Investor sentiment towards value ETFs is waning as stronger than expected Q3 earnings data coupled with inflationary fears maintain a run on the trade.
Over Q3, investors pulled roughly €3.7bn from value ETFs in Europe, according to Morningstar data, well above the previous record quarterly flow of €1.3bn recorded in Q1 2020 after COVID-19 ravaged markets.
Furthermore, outflows were experienced across regions. Investors withdrew most from US large-cap value equity at €542m in the three months to the end of October, while global and European large-cap value equity ETFs posted outflows of €363m and €279m, respectively.
Briegel Laitao, associate analyst at Morningstar, said the rotation into value stocks, sparked a year ago following the Pfizer vaccine results last November, has been less about value stocks outperforming and more about growth stocks underperforming.
“It is not so much that value stocks have done well, more than growth stocks have done poorly, with the exception of energy,” Laitao said.
“The recent rotation out of value has very much been profit-taking along with a very strong earnings season for global equities prompting a return to growth and quality.”
Meanwhile, inflationary fears have sparked broad equity market outflows over October, with savers pulling £148m from equity holdings, according to the latest Fund Flow Index from Calastone.
The annual inflation rate in the US rose to a 13-year high of 5.4% in September with leading economists arguing the spike in prices is transitory, while Federal Reserve chair Jay Powell has so far resisted tighening.
The trend, a continuation of investor sentiment away from value since the mid-point of the year, does not show any signs of slowing down.
In October, as investors pulled a further €204m from value ETFs, while last week, the Xtrackers MSCI World Financials UCITS ETF (XDWF) and its US counterpart, Xtrackers MSCI USA Financials UCITS ETF (XFUN) recorded $268m and $121m outflows, respectively, according to data from Ultumus.
Meanwhile, the iShares Edge MSCI World Value Factor UCITS ETF saw an asset exodus of $154m over the past two weeks.

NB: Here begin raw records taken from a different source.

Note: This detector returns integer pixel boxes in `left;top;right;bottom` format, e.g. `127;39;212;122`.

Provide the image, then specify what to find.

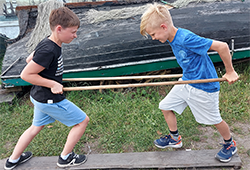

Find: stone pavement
0;150;242;170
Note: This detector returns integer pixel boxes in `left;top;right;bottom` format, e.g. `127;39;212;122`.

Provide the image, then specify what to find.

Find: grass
0;61;250;159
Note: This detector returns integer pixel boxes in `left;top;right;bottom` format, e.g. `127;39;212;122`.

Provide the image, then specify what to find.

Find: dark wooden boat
1;1;250;87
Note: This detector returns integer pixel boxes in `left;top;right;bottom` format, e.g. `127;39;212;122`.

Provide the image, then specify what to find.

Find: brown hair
49;7;80;30
140;3;173;36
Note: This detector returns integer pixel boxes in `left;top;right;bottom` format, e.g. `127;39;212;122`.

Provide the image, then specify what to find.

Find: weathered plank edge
0;150;242;170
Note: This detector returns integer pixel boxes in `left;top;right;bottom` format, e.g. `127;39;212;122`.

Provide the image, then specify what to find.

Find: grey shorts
30;96;87;126
159;84;222;125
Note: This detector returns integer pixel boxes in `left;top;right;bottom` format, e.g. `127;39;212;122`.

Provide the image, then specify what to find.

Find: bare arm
26;51;35;63
21;60;63;94
210;40;239;84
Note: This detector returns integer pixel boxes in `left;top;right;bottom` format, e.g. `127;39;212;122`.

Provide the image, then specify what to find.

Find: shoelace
220;143;234;150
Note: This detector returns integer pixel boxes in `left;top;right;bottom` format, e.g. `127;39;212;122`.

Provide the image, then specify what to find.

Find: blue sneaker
215;140;237;162
154;135;182;149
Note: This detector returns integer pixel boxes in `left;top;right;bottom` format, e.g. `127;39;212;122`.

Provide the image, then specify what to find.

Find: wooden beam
63;74;182;81
0;149;242;170
63;78;226;91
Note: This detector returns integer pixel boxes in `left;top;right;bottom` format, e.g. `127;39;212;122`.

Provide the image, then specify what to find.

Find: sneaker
215;140;237;162
154;135;182;149
4;152;32;170
57;152;87;168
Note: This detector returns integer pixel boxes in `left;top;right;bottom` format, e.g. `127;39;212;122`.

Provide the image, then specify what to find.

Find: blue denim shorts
30;96;86;126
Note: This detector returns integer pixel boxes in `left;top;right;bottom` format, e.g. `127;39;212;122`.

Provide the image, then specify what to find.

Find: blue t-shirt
169;28;220;93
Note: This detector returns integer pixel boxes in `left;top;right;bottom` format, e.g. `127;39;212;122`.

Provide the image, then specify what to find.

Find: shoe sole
154;142;182;149
4;154;33;170
215;148;237;163
57;157;87;168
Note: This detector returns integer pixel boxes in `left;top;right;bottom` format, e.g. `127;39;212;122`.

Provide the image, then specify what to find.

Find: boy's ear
160;23;168;29
55;25;62;32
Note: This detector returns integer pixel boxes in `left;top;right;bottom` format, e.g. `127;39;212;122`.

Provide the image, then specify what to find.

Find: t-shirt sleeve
33;49;54;69
185;34;213;56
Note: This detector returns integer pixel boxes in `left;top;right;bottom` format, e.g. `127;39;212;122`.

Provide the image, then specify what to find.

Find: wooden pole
63;78;226;91
63;74;182;81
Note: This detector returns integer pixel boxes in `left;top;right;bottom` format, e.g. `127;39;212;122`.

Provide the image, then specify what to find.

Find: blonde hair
140;3;173;36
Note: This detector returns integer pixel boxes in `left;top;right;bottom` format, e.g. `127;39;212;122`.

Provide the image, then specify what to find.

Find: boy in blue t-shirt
140;3;239;162
4;7;89;170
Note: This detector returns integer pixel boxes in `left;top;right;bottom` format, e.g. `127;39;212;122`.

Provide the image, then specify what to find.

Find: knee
79;116;89;127
29;125;44;136
84;116;89;124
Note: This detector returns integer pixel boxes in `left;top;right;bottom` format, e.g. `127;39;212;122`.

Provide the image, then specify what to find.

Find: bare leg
215;120;231;140
11;125;44;160
162;110;177;131
62;116;89;155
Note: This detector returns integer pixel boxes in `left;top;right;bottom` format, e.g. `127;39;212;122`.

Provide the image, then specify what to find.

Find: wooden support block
0;150;242;170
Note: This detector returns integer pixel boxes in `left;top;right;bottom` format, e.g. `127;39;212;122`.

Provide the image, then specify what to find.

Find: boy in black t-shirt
4;7;89;170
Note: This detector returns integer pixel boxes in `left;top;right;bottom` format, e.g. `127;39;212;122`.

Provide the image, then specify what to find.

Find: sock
61;153;71;160
169;129;179;140
9;157;20;164
224;137;233;143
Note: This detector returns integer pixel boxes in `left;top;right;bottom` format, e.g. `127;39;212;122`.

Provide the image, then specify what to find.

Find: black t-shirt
30;38;65;103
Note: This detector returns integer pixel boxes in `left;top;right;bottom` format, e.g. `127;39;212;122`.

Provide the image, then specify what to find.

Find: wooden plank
0;87;22;94
0;150;242;170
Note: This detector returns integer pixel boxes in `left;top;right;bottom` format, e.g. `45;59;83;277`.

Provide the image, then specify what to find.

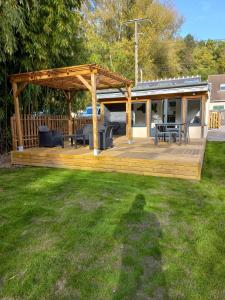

The flows come as the S&P 500 recovered from a 5% sell-off in September, rebounding 7% in October on better-than-expected Q3 earnings, despite supply chain and labour shortage headwinds, that has boosted investor confidence, according to the Bank of America (BofA).
In addition, the Russell 1000 Growth index (8.9%) has outperformed the Value index (5.1%) by 3.8% year to date, its largest lead since June, the bank said.
In turn, flows into growth-orientated ETFs have seen a strong uptick.
Two strongly correlated US growth market ETFs, iShares Core MSCI World UCITS ETF (SWDA) and the Invesco MSCI World UCITS ETF (SC0J) posted inflows of $753m and $240m over the past two weeks, respectively.
Elsewhere, the iShares S&P 500 Swap UCITS ETF (I500) ($153m), the Invesco S&P 500 UCITS ETF (SPXS) ($149m), the Xtrackers S&P 500 Swap UCITS ETF (XSPX) ($127m) and the Amundi S&P 500 (500G) ($98m) all posted strong inflows over the past week.
Athanasios Psarofagis, ETF analyst at Bloomberg Intelligence, added despite the H2 rotation, investors will still be looking to time their play back into value-orientated ETFs.
“Flows have been really strong and jumpy into value in general and those will come back in quickly if it starts to run again. Investors have wanted value to outperform for so long they are ready to pounce,” he said.